The scale to which Obama’s team spied on his successor should be focus of ‘unmasking’ By Lee Smith

https://nypost.com/2020/05/13/the-scale-to-which-obamas-team-spied-should-be-focus-of-unmasking/

The presumptive Democratic candidate for president, Joe Biden, heads a list of more than a dozen Obama officials who spied on Donald Trump’s ex-national security adviser Michael Flynn.

Others senior officials include chief of staff Denis McDonough, CIA Director John Brennan, FBI Director James Comey, Director of National Intelligence James Clapper, Treasury Secretary Jacob Lew and UN Ambassador Samantha Power.

A list declassified Tuesday by Acting Director of National Intelligence Richard Grennel shows that Biden and others asked to have Flynn’s name “unmasked” in transcripts of US intelligence intercepts of foreign officials. The names of US persons or entities incidentally collected by such intercepts are minimized to protect the privacy rights of Americans. Unmasking identities is not in itself illegal, nor even necessarily improper. Occasionally US policymakers will ask to unmask a US person to better understand the nature of the intelligence before them.
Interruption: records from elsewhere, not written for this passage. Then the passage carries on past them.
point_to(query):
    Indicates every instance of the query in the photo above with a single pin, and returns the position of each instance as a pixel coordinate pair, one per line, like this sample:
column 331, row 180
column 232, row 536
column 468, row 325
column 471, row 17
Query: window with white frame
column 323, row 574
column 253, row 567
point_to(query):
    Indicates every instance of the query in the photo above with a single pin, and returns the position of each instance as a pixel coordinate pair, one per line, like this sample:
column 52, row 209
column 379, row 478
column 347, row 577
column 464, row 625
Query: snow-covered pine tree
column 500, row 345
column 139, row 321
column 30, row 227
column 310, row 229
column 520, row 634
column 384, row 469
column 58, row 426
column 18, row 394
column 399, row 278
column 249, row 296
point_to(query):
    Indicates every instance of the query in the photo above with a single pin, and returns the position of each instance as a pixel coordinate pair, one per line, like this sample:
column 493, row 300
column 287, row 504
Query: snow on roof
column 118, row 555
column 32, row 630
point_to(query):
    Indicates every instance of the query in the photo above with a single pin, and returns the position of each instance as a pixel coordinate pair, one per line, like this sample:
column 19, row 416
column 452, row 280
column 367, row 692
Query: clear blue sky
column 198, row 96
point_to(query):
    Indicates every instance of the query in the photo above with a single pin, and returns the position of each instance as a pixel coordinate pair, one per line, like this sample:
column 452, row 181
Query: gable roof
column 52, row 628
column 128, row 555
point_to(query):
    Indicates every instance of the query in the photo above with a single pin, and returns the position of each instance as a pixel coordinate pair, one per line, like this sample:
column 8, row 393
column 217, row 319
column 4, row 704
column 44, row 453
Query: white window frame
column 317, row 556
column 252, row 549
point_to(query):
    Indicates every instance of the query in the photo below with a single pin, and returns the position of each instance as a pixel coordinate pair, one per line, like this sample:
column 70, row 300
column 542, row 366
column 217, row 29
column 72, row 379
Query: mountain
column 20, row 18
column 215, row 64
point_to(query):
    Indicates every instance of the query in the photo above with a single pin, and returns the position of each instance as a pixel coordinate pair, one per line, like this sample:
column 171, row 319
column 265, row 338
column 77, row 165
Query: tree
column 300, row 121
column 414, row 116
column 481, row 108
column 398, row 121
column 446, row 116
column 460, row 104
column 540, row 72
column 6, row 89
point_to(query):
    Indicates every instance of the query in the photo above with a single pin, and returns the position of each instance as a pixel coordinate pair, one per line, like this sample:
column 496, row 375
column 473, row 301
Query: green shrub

Obama officials, however, gorged themselves like children at a candy store.

In an almost two-month period starting election day, Nov. 8, 2016, senior US officials made 49 requests to unmask the retired three-star general.

Flynn’s Dec. 29, 2016, call to a Russian diplomat in which they were alleged to have discussed sanctions on Russia was leaked by a senior US official to the Washington Post’s David Ignatius. His subsequent column ignited the Russia collusion scandal, which in time became the special counsel investigation. Flynn pleaded guilty to making false statements to the FBI regarding the call, and finally last week the Department of Justice withdrew its deeply compromised case.

And yet for all the political and personal damage ensuing from the leak of Flynn’s call, it is worth noting that the bulk of unmasking requests precede it. Obama officials were less interested in that particular call than in the broad sweep of Flynn’s conversations.